---
jupytext:
  text_representation:
    extension: .md
    format_name: myst
    format_version: 0.13
    jupytext_version: 1.11.1
kernelspec:
  display_name: Python 3
  language: python
  name: python3
---

# What is the theory behind VD?

Virtual Distillation (VD) is a quantum error mitigation technique introduced and explained in much greater detail in the paper {cite}`Huggins_2021`.
This method is designed to suppress noise in NISQ devices by using multiple noisy copies of a quantum state $\rho^{\otimes M}$ to estimate expectation values with respect to a "virtually distilled" state, $\frac{\rho^M}{\text{tr}(\rho^M)}$.

The error-free observable is approximated as $\langle O\rangle_{\text{corrected}} := \frac{\text{tr}(O \rho^M)}{\text{tr}(\rho^M)}$.
By doing so, VD effectively reduces the influence of non-dominant eigenvectors in the density matrix and the estimator converges exponentially quickly towards the closest pure state to $\rho$ as $M$ is increased.
Crucially, VD does not require the explicit preparation of the purified state, making it computationally efficient for near-term quantum devices.

To evaluate the numerator and denominators of the $\langle O\rangle_{\text{corrected}}$, the equality below can be used:

$$\text{tr}(O \rho^M) = \text{tr}(O^i S^{(M)} \rho^{\otimes M})$$

$O^i$ represents the observable acting upon one of the M subsystems, and $S^{(M)}$ is the cyclic shift operator performend on M subsystems.

To better explain the exact mechanics of the VD protocol, a specific of example for M=2 is expanded upon below:

## When $M = 2$ with observable $Z$

### Obtain Multiple Copies of the Noisy State.

The method begins by preparing M independent noisy copies of the quantum state $\rho$, with $M = 2$ being a common starting point for balancing resource requirements with error suppression.
The copies are assumed to experience similar noise characteristics.

### Diagonalizing Gate

First a symmetrized version of the observable is defined as $O^{(M)} = \frac{1}{M} \sum_{i=0}^{M} O^i$.

For the example of $M = 2$ and $O = Z$, this equalities can be rewritten as: $Z^{(2)}_k = \frac{1}{2}(Z^1_k + Z^2_k)$.
This can be used to rewrite the corrected observable as:

$$\langle O\rangle_{\text{corrected}} = \frac{\text{tr}(Z^{(2)}_k S^{(2)} \rho^{\otimes 2})}{\text{tr}(S^{(2)} \rho^{\otimes 2})}$$

Both $S^{(2)}$ and $Z^{(2)}S^{(2)}$ need to be diagonalized, which can be done using the two-qubit unitary that acts on the $i$ th qubit defined as $B^{(2)}_i$.

$$
B_i^{(2)} =
\begin{bmatrix}
1 & 0                  & 0                   & 0 \\
0 & \frac{\sqrt{2}}{2} &  \frac{\sqrt{2}}{2} & 0 \\
0 & \frac{\sqrt{2}}{2} & -\frac{\sqrt{2}}{2} & 0 \\
0 & 0                  & 0                   & 1
\end{bmatrix}
$$

Next, the $B^{(2)}_i$ gate is applied between each qubit $i$ in the first copy and the corresponding qubit $i$ in the second copy.

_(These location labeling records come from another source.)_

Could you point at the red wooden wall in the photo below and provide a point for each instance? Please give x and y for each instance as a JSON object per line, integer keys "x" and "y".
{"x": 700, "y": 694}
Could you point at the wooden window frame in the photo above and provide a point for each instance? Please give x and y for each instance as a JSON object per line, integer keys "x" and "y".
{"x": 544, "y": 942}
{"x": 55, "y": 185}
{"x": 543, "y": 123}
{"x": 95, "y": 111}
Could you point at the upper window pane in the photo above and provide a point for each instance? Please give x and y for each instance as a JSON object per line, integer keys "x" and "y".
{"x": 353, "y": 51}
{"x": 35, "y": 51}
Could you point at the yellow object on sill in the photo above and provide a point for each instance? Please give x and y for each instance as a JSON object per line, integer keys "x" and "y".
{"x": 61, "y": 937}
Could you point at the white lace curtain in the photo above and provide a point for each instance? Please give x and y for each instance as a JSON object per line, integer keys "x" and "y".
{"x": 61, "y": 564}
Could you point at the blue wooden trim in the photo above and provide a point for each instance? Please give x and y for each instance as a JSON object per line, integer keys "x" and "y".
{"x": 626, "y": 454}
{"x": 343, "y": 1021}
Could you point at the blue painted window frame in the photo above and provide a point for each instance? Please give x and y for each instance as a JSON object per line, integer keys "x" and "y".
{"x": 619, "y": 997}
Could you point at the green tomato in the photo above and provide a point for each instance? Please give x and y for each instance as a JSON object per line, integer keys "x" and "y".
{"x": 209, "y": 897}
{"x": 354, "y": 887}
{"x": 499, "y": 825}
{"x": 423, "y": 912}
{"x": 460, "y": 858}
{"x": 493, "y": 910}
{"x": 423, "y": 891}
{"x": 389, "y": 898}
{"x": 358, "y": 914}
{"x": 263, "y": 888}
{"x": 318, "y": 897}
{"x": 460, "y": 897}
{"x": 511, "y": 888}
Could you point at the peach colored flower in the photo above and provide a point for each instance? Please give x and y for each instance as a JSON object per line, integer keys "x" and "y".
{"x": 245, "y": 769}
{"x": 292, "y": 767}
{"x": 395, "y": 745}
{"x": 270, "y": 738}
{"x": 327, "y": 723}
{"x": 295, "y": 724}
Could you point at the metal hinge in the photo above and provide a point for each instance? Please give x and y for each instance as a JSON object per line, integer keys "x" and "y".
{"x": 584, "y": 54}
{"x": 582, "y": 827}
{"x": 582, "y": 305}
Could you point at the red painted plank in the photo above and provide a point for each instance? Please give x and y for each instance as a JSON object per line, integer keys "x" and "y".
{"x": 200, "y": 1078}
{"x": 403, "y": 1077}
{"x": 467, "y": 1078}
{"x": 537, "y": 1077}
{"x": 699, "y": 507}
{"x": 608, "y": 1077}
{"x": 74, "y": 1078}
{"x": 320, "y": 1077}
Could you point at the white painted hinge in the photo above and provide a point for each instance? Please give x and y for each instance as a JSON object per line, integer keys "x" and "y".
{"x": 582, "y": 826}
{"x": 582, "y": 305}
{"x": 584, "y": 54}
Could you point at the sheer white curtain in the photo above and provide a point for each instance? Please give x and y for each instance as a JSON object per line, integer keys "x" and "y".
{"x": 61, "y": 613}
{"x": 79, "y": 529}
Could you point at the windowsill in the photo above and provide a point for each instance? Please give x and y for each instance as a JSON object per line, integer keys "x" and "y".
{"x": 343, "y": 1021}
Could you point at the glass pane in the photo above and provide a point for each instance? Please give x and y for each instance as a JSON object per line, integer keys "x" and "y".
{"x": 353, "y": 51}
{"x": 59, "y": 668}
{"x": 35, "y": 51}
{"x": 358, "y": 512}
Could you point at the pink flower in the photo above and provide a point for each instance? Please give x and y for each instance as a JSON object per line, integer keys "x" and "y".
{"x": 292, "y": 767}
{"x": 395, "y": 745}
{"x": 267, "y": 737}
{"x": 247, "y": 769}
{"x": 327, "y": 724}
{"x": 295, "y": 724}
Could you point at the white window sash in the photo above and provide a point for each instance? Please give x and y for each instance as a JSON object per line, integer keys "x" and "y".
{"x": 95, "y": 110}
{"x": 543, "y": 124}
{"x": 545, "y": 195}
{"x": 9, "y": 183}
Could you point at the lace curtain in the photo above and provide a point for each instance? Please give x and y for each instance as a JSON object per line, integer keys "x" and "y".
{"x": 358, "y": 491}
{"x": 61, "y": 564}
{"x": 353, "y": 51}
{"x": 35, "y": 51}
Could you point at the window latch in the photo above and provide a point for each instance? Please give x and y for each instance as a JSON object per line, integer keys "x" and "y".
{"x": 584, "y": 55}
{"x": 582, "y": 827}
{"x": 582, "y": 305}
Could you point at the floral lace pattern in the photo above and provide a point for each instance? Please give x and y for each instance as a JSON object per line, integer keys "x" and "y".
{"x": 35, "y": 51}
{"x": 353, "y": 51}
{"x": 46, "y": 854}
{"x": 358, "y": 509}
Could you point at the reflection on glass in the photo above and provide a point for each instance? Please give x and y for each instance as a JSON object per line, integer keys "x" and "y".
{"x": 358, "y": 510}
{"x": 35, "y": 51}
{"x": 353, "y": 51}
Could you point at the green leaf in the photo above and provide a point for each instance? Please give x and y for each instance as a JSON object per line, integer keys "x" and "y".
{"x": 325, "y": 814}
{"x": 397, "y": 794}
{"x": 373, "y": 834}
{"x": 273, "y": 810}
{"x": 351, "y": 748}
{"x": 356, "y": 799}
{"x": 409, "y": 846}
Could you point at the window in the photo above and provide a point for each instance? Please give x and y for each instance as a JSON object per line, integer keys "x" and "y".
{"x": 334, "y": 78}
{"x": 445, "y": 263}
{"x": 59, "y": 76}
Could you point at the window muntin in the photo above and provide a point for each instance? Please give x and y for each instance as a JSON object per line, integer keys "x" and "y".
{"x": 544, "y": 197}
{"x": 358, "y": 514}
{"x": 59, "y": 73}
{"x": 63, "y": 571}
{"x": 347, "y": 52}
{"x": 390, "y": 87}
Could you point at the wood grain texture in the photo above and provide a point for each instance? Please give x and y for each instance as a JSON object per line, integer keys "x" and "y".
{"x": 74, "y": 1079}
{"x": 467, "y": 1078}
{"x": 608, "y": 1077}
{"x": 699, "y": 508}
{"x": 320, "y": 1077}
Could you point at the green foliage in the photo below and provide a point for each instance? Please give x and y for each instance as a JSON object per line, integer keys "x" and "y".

### Measure and Compute Expectation value

Perform a standard measurement on all qubits in both copies of the quantum state.
These measurement outcomes are stored as $z^1_i$ for the $i$th qubit in the first copy and $z^2_i$ for the $i$th qubit in the second copy.

The numerator value can now be calculated by computing for each qubit:

$$
E_i = \frac{1}{2N} \left( z^1_i + z^2_i \right) \prod_{j \neq i} \left( 1 + z^1_j - z^2_j + z^1_j z^2_j \right)
$$

The denomiator is calculated using the equation:

$$
D = \frac{1}{2N} \prod_{j = 1}^{N} \left(1 + z^1_j - z^2_j + z^1_j z^2_j \right)
$$

The final value of $\langle Z_i \rangle_\text{corrected}$ can thus be calculated as $\frac{E_i}{D}$.

VD has been shown to reduce errors by orders of magnitude in numerical simulations for a variety of quantum circuits and noise models.
Its simplicity, effectiveness, and compatibility with NISQ devices make it a powerful addition to the suite of error mitigation techniques available today.
However, its performance depends on factors such as the quality of the noisy state copies and the underlying noise model.